Bitcoin rose to its highest since an early February drop on the back of rising U.S. producer prices, but the gains were smaller than economists expected in March as easing oil prices and strong stock markets spurred a recovery in risk assets.
According to crypto slate Bitcoin soared above the $76,000 level in early U.S. trading, with the broader cryptocurrency ecosystem adding about $110 billion in market capitalization over the past 24 hours, data showed.
The widespread optimism in the market is primarily driven by changing expectations regarding the Federal Reserve’s monetary policy, which is further exacerbated by unexpected developments in the ongoing geopolitical conflict.
U.S. stocks soar as short sellers face historic squeeze
Meanwhile, relief rallies were not limited to just the crypto sector.
Macroeconomic platform Bull Theory noted that traditional financial markets absorbed the inflation data with similar enthusiasm, adding nearly $1.4 trillion in market capitalization to U.S. indexes in two days.
The tech-heavy Nasdaq Composite Index soared 2.85%, adding $960 billion in value, and the small-cap Russell 2000 index rose 3%, the company said. The S&P 500 index rose 2.12%, coming within 100 points of a new historic marker.
At the same time, optimism about stability in the Middle East caused global energy markets to plummet, with West Texas Intermediate (WTI) crude oil falling 6% to settle at $93 a barrel.
For bearish traders who are against the digital asset’s recovery, the sudden influx of bullish momentum has proven to be devastating. According to derivatives market data provider Coinglass, the rapid rise in Bitcoin prices has triggered a wave of cascading liquidations.
In just one hour, over $100 million in leveraged positions were wiped out. Total market liquidations quickly exceeded the $650 million mark, with short sellers bearing the brunt of the damage.
Traders who bet on the price to fall lost an estimated $514.94 million, the highest level of short sales since February, when market volatility increased.
Against this backdrop, Joanne Wesson, CEO of blockchain analysis firm Alpharaktal, said:
“Today, most of the bears liquidated! It’s April 14th. Oddly enough, this is a special and fractal day for Bitcoin!”
Inflation numbers fuel pivot fears among hawks
The main catalyst for Tuesday’s risk-on environment was the release of the March Producer Price Index (PPI) by the U.S. Bureau of Labor Statistics. The data revealed that overall inflation is rising, but lower than Wall Street expected.
According to the report, the headline PPI rose 4% year-on-year in March, missing the consensus estimate of 4.7%.
Nevertheless, this represents a notable acceleration from the 3.6% annual increase recorded in February, and is the highest annual increase in three years.

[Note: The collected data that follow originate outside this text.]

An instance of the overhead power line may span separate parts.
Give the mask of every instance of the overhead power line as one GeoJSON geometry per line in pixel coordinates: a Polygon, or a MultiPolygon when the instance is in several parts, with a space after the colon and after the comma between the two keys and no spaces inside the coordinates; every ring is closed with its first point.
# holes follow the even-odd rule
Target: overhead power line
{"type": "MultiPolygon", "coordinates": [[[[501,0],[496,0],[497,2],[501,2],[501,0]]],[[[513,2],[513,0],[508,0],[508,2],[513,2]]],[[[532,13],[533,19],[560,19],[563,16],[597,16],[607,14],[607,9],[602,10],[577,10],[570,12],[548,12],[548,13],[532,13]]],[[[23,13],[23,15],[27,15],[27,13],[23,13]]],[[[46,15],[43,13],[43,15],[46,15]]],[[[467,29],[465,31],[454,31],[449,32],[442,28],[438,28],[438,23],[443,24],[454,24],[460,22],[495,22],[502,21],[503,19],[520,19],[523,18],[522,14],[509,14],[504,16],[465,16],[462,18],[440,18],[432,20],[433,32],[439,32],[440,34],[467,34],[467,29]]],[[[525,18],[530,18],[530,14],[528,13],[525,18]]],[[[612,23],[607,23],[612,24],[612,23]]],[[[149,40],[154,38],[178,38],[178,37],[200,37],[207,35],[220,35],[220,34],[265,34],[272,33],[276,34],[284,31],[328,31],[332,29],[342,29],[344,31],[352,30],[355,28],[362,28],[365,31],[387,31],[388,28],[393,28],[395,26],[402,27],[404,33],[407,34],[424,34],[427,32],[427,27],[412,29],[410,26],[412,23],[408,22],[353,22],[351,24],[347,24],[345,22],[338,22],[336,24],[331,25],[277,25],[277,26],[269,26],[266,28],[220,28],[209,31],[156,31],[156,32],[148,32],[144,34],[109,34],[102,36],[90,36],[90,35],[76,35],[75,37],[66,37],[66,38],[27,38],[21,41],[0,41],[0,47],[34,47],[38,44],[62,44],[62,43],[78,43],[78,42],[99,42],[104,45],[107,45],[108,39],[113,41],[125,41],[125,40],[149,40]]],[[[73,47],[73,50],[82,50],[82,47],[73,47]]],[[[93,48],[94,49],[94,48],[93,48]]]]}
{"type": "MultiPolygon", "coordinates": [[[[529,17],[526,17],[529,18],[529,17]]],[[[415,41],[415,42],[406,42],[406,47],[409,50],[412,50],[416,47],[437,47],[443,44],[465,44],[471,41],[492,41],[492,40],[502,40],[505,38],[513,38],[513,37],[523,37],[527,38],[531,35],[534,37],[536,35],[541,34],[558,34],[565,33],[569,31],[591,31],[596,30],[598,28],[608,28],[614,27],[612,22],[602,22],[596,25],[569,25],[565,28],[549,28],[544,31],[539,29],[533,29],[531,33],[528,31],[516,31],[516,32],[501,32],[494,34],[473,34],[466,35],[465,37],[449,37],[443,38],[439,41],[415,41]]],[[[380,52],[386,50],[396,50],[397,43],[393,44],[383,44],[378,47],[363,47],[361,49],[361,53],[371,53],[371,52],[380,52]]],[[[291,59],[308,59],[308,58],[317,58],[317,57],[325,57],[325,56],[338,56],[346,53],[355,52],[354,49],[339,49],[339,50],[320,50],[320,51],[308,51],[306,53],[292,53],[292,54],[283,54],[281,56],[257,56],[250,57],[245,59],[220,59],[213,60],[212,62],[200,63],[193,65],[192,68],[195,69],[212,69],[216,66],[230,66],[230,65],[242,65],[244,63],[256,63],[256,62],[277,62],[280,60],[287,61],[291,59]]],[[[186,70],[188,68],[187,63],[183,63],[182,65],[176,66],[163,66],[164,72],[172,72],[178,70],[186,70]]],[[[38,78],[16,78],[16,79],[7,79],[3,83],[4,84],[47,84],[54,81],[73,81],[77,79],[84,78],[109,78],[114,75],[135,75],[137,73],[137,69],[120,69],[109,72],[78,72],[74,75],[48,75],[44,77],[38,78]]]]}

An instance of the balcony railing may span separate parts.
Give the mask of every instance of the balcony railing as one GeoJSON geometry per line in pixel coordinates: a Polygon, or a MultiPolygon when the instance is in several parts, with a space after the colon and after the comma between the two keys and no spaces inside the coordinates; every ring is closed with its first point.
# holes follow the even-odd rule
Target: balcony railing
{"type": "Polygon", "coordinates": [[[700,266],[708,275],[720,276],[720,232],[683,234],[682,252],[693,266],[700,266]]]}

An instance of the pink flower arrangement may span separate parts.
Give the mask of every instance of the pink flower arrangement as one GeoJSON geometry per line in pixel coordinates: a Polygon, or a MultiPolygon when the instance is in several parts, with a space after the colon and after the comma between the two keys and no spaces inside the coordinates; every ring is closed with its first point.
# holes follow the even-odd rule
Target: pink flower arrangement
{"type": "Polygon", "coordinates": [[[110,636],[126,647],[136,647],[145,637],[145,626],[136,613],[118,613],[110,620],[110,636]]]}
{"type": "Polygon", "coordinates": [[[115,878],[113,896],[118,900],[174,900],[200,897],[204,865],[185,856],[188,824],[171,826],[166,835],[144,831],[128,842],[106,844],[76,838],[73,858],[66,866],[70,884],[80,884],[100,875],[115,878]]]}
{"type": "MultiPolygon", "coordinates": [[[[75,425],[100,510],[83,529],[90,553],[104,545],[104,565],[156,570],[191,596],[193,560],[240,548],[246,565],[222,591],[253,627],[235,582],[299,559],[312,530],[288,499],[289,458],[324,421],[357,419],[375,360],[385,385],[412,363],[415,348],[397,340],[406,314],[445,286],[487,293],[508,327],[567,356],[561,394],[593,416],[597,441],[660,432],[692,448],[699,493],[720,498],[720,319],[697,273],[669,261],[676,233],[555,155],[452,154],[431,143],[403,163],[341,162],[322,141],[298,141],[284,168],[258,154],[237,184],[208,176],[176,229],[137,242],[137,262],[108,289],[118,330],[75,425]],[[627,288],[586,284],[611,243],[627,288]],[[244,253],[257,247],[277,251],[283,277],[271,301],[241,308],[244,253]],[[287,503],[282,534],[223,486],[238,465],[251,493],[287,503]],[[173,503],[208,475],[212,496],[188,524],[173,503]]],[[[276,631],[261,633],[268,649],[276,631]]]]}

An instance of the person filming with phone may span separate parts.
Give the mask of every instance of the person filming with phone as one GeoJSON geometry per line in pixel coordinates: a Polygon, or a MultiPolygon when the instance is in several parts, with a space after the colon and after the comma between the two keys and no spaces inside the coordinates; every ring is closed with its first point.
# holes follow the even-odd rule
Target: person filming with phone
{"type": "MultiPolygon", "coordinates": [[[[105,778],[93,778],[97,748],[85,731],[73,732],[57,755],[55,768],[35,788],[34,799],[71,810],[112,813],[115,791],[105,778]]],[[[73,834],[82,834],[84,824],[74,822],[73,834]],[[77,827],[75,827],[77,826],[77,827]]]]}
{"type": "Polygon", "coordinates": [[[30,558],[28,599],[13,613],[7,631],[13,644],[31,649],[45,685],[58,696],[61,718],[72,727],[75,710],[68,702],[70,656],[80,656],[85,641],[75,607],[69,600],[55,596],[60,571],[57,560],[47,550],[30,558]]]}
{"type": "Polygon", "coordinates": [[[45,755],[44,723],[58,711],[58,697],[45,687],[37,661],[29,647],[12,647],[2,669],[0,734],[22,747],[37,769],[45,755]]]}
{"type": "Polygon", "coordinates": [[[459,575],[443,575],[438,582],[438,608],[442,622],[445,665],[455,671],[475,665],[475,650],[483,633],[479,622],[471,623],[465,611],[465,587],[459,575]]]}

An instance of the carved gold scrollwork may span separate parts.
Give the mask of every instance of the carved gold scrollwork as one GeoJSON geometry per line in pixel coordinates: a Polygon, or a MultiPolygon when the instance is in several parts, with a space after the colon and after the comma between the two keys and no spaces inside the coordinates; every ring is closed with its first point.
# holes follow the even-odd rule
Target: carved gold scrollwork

On a monthly basis, PPI rose just 0.5%, in line with February’s pace but well below the 1.1% rise expected by economists.
Core PPI, which excludes the volatile food and energy sectors, was flat year-on-year at 3.8%, below market expectations of 4.2%.
Market players linked the rise in inflation to the war between the United States and Iran, sending energy prices soaring and reigniting fears that inflation could spike again.
In a macroeconomic environment characterized by persistent and accelerating inflation statistics, the Fed faces increasing pressure to maintain a restrictive and long-term high interest rate regime.
As a result, market participants are forced to price in near-term interest rate cuts and instead bet on central banks remaining hawkish and tightening monetary policy.
Historically, risk-sensitive assets such as Bitcoin and high-growth technology stocks have been disproportionately squeezed as rising borrowing costs drain liquidity from the broader financial system and rotate capital to safe havens.
Changing narrative around the role of Bitcoin
Meanwhile, BTC’s price rebound has also reignited a deeper debate about the position of the top cryptocurrency during times of geopolitical stress.
Bitwise Chief Investment Officer Matt Hogan said that Bitcoin has outperformed many traditional assets since the US and Israeli airstrikes began on February 28th. Hogan said Bitcoin is up 12% during that time, while the S&P 500 is down 1% and gold is down 10%.
This performance casts doubt on the notion that Bitcoin should automatically fall whenever a geopolitical shock occurs due to its reputation as a volatile, risky asset.
Rather, some market participants increasingly see Bitcoin serving two overlapping roles. One is that it is becoming more established as a rare digital asset that competes with gold and other stores of value.
The second is a more speculative role related to its potential use in international payments in a world where global payment systems are more fragmented.
This second idea has gained traction since Western countries moved to disconnect large Russian banks from the SWIFT network following Moscow’s invasion of Ukraine. This change has accelerated the search for alternatives to traditional dollar-based railways, especially among countries seeking to reduce their exposure to Western fiscal pressures.
Against this backdrop, the Middle East conflict has sparked a new debate about whether Bitcoin can benefit as geopolitical rifts deepen and the appeal of a politically neutral payment system increases.
This argument remains disputed, and Bitcoin remains sensitive to interest rates, liquidity, and stock market movements.
Yet, each time geopolitical stress intensifies, it becomes a more visible part of the market conversation.